- Associated Press - Wednesday, July 8, 2015

NEW YORK (AP) - Sonia Bien-Aime hopes her vote on FIFA’s executive committee makes a difference in promoting greater gender equity in soccer’s male-dominated governing body.

The 43-year-old head of soccer’s governing body in the Turks and Caicos Islands was selected to serve on FIFA’s executive committee as the Caribbean’s representative, becoming the first woman on soccer’s top group in a voting seat not specifically designated for a female.

The Confederation of North, Central America and Caribbean Association Football said Wednesday that Bien-Aime was picked Saturday when its executive committee met in Vancouver, British Columbia.

“Obviously, if there are more women, then we can push a little harder and people will begin to hear us,” she said from Carson, California, during a telephone interview with The Associated Press.

Several women players sued in an effort to reverse FIFA’s decision to play this year’s Women’s World Cup on artificial turf rather than grass, then withdrew the litigation. While FIFA gave out $576 million in prize money for last year’s men’s World Cup, including $35 million for champion Germany, it awarded $15 million for this year’s Women’s World Cup, with $2 million going to the champion United States.

Her new role, which starts with the July 20 executive committee meeting in Zurich, gives her a greater voice for change.

“I hate having to think about quotas, especially when it deals with women and men,” she said. “There’s always an opportunity for more female voices, but I’m not just going to say that just because I’m a woman. But it wouldn’t hurt to have more females involved. I can’t say that there is a need for it, but why not? We’re no different from the men, and I think we can make the same decisions as they can.”

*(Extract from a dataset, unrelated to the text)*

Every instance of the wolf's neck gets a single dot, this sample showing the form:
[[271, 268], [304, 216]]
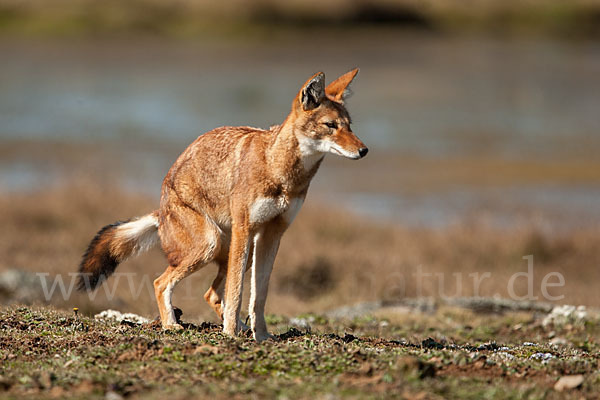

She says there’s also a wider objective to keep in mind.

“We mustn’t lose sight that we’re there to represent the general interest of football all over the world,” she said.

She fills the FIFA seat that opened when CONCACAF President Jeffrey Webb of the Cayman Islands was provisionally fired on May 28 following his indictment in the U.S. on corruption charges and his arrest in Switzerland.

Bien-Aime, a former captain of her nation’s women’s national team, became general secretary of the Turks and Caicos Islands Football Association in 2006 following her retirement as a player and stepped up to become its president in July 2014.

Lydia Nsekera of Burundi joined the FIFA executive committee as a non-voting member in May 2012, and then was given a voting seat designated for a woman and a four-year term in May 2013 when she received 95 votes from the FIFA congress to defeat Moya Dodd of Australia (70) and Bien-Aime (38). Dodd and Bien-Aime were given non-voting seats and listed as “co-opted members for special tasks.”

Alfredo Hawit of Honduras was appointed CONCACAF president on May 28, becoming a FIFA vice president, and the CONCACAF executive committee also provisionally fired Eduardo Li of Costa Rica, who was to have assumed a seat on FIFA’s executive committee that week. Li also was arrested and indicted, and FIFA also provisionally banned Webb and Li from all soccer activities.